Every now and then, the writer of this blog gets emails from schoolchildren whose teachers have asked them to write war poems. What on earth can they write? they ask.
It’s a pretty duff homework assignment, because the children are being asked to write from what they have been told, not from their experience. In other words, they are being asked to write clichés. I very much doubt whether any of the poems produced are very good.
But let’s imagine that a teacher was marking the homework and came across a poem about the 1914 Christmas truce containing the lines:
A young Berliner,
was the first from his ditch to climb.
A Shropshire lad ran at him like a rhyme.
Any teacher without cloth ears would surely sigh. The student’s heart may be in the right place, but this is not very good. The awful inversion: “first from his ditch to climb”. The naff simile (Do rhymes run?) made naffer by the rhyme at the end of the clunky straggling line. The phrase “ran at him” which suggests aggression, where “ran to him” would make more sense. The awkward intrusion of the set phrase “A Shropshire lad”, bringing in inappropriate echoes of Housman. Where had the child picked that up from?
But of course, this isn’t a poem by a struggling schoolchild; it is the work of the Poet Laureate Carol Ann Duffy, printed in the Guardian last weekend, and published by itself as a cutely illustrated £5.99 Christmas gift book.
It’s the curse of the Laureateship, I suppose. Andrew Motion also felt obliged to write sentimental poems, saying the preachy things that people expected him to say. I don’t think any of his were quite as awful as this, though.
I’ve been re-reading Patrick MacGill’s The Great Push (1916), whose brutal frankness about war is set off by a vivid appreciation of individual soldiers in all their variety; perhaps it’s the contrast with MacGill that makes me especially aware of the paucity of Duffy’s reimagining of this event in terms of cliché. The imaginative country boy, the bawling Scotsman, the German with his Schnapps, that Shropshire lad. The characters are labelled, but are not imagined. And it all just happens. They all just join in. There is no hint of any doubt, or of the soldiers feeling a conflict of emotions. She claims that “every man” joined in – but I believe that on the British side some at least refused to fraternise with the enemy.
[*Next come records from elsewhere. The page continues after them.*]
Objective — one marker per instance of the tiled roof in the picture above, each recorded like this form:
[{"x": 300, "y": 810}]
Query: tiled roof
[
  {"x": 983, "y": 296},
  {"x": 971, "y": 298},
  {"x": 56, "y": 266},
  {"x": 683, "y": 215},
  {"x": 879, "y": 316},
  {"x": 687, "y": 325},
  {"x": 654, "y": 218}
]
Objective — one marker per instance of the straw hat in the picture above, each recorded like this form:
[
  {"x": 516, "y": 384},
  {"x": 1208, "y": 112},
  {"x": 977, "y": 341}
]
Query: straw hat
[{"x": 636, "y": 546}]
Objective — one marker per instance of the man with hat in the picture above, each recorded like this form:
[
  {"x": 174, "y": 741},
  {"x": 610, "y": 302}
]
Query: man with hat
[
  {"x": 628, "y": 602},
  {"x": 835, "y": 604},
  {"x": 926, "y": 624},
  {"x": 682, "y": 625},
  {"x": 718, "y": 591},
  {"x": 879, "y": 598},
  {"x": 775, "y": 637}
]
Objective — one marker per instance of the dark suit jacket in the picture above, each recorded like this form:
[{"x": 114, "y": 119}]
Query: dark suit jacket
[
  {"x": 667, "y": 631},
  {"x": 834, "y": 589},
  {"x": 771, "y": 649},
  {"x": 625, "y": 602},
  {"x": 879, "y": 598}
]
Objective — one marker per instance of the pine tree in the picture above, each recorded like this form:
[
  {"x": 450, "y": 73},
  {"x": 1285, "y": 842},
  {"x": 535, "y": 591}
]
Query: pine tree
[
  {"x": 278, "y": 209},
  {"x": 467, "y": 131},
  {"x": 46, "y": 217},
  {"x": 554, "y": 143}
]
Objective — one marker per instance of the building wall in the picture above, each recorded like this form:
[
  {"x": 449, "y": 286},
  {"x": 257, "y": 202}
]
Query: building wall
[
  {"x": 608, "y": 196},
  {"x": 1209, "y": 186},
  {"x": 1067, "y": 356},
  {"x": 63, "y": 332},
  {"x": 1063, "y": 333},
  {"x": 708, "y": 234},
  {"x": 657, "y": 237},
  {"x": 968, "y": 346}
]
The ending is particularly naff:
And all that marvellous, festive day and night,
they came and went,
the officers, the rank and file,
their fallen comrades side by side
beneath the makeshift crosses of midwinter graves …
… beneath the shivering, shy stars
and the pinned moon
and the yawn of History;
the high, bright bullets
which each man later only aimed at the sky.
The grammar of the first bit of that gets tangled. The first time I read it, I thought she was suggesting that the fallen comrades beneath the makeshift crosses somehow managed to come and go, like the officers and the rank and file.
“Shy stars” is a particularly odd bit of pathetic fallacy. What are they shy about? “Pinned moon” presumably refers back to the idea that it is like a medal, but this seems a superficial simile. If the moon is a medal, who or what has it been fighting for. If the drift of the poem is to say that nature and human nature want peace, why make the moon an emblem of military action?
And if the armies involved always made sure afterwards that they deliberately fired high, how does Ms Duffy explain the rather high death toll on the Western Front over the following four years?
The message of the whole thing is on the level of an infant teacher’s “Wouldn’t it be nice if everyone was nice!” A lovely sentiment, but not one that gets you far in the real world.
But I guess that lots of well-meaning folk will love the poem. It’s undemanding, sentimental and obvious. The only objections, probably, will come from those who don’t think that History is a yawn.